Many evangelical churches focus on the individual more so than the communal, but do so in a tribal like manner. Things like personal piety, holiness, purity etc end up as as huge deals, in some cases, perhaps swinging into Ecc 7:16 territory as to over-righteousness when they become idols… Rachel Held Evans had some good depth on this with Sex and the Path of Holiness a while back.
A few of the vibes I picked up from social media seem to lead some credence to a more Sermon on the Mount / Matthew 25 focus among the millennials than individual piety. Homelessness, food shelters, poverty mitigation, and wealth disparities seem to rank pretty high on the hypocrisy detection meter of millennials… Ie, if you preach on sexual abstinence, Dave Ramsey, and patriotism but not on poverty, global hunger, or the least of these, its reasonable for the projection and framing not to align, with the result that Jesus appears absent.

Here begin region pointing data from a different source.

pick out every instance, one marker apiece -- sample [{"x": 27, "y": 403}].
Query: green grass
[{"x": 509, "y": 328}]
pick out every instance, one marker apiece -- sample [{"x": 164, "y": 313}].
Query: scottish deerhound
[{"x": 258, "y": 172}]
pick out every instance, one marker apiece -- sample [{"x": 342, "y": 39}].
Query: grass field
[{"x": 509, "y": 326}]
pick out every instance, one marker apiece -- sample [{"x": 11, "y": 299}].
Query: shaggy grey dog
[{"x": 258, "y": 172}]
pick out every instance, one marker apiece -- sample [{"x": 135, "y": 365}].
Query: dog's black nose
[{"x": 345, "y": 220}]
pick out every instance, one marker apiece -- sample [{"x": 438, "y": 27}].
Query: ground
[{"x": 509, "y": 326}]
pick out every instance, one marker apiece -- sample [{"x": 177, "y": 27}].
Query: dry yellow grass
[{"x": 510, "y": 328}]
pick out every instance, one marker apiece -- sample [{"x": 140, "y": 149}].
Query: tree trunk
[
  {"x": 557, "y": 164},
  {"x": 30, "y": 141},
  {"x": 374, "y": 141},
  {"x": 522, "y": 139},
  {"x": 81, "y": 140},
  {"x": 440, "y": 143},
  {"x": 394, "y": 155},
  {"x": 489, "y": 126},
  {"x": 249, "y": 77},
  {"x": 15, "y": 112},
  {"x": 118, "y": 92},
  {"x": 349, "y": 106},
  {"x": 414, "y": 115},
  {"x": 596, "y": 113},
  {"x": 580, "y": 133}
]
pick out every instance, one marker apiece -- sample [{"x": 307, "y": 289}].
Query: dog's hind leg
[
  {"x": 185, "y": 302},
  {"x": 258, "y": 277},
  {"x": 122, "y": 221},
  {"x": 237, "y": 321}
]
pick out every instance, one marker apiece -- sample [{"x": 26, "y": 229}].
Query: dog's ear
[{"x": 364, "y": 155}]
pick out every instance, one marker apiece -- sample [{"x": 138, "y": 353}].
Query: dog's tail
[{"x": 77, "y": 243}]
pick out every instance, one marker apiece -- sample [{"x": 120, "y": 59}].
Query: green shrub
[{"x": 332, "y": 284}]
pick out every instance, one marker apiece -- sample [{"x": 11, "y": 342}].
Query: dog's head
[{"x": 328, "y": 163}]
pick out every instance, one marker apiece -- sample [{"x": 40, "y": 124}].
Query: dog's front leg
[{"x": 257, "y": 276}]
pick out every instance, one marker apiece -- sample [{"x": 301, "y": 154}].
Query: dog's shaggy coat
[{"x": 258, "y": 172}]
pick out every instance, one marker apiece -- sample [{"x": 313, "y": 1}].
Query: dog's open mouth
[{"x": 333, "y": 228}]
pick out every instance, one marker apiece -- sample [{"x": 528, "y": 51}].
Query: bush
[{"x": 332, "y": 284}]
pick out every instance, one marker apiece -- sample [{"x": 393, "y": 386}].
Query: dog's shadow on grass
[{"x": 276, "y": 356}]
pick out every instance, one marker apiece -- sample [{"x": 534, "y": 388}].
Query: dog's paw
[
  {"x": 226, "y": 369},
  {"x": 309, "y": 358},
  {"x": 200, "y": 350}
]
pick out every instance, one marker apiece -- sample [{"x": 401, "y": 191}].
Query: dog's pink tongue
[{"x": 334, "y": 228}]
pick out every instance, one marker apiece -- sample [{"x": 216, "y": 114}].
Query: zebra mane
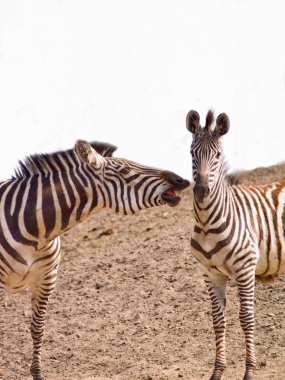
[
  {"x": 209, "y": 119},
  {"x": 46, "y": 163}
]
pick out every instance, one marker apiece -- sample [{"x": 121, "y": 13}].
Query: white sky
[{"x": 128, "y": 71}]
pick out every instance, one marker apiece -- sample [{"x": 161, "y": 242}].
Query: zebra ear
[
  {"x": 193, "y": 122},
  {"x": 222, "y": 124},
  {"x": 87, "y": 154}
]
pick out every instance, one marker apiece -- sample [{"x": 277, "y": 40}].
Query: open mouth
[{"x": 171, "y": 197}]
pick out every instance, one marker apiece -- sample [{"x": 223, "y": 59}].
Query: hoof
[{"x": 248, "y": 376}]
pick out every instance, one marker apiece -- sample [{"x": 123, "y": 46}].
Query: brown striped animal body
[
  {"x": 239, "y": 233},
  {"x": 52, "y": 193}
]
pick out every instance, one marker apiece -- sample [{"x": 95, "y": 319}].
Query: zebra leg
[
  {"x": 216, "y": 284},
  {"x": 246, "y": 284},
  {"x": 40, "y": 296}
]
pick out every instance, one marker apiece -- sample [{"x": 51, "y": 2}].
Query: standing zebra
[
  {"x": 50, "y": 194},
  {"x": 239, "y": 233}
]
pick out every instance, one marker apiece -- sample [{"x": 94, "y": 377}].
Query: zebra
[
  {"x": 239, "y": 233},
  {"x": 51, "y": 193}
]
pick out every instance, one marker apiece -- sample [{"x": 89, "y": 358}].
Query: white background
[{"x": 128, "y": 71}]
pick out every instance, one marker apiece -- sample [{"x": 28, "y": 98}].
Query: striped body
[
  {"x": 246, "y": 218},
  {"x": 52, "y": 193},
  {"x": 239, "y": 233}
]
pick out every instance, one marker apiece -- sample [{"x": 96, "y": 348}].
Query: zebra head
[
  {"x": 126, "y": 186},
  {"x": 206, "y": 151}
]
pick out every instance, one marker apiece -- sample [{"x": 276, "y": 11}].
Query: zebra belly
[
  {"x": 270, "y": 263},
  {"x": 24, "y": 275}
]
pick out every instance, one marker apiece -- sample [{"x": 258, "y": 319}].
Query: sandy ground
[{"x": 130, "y": 303}]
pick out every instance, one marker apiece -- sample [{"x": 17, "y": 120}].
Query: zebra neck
[
  {"x": 215, "y": 207},
  {"x": 45, "y": 206}
]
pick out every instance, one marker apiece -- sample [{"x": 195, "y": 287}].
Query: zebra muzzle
[{"x": 201, "y": 192}]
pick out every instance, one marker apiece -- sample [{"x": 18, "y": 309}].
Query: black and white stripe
[
  {"x": 50, "y": 194},
  {"x": 239, "y": 233}
]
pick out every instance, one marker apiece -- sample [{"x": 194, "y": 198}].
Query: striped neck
[
  {"x": 213, "y": 208},
  {"x": 54, "y": 202}
]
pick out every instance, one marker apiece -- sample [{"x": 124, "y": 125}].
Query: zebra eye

Another aspect of framing, is the lack of intellectual rigor, sort of the reverse of Ecc 7:16. More than a few millennials came to the conclusion that Jesus is not there as he doesn’t exist. While one can debate whether Christianity is intellectually viable, it seems far too many churches take the stance that it isn’t, more so by actions than by words. Canned and know it all answers, bad apologetics, and in general philosophical ineptness set the stage for this. Its not evolution, science or critical thinking that’s the problem, its a problem of our own making.
Lastly, I think a timing issue is involved. Jesus did a ton of ministry in a lot of places over a very short time frame. Millennials having recently come out of university experiences where you go from knowing no one, to hard core discussions of theodicy in a month are not conditioned to wait… This shows up in a soc media where folks are making yea or nay judgment calls on communities with only a one or two visits.
Bottom line, Jesus is there… but there is a sort of hiding of Him going on.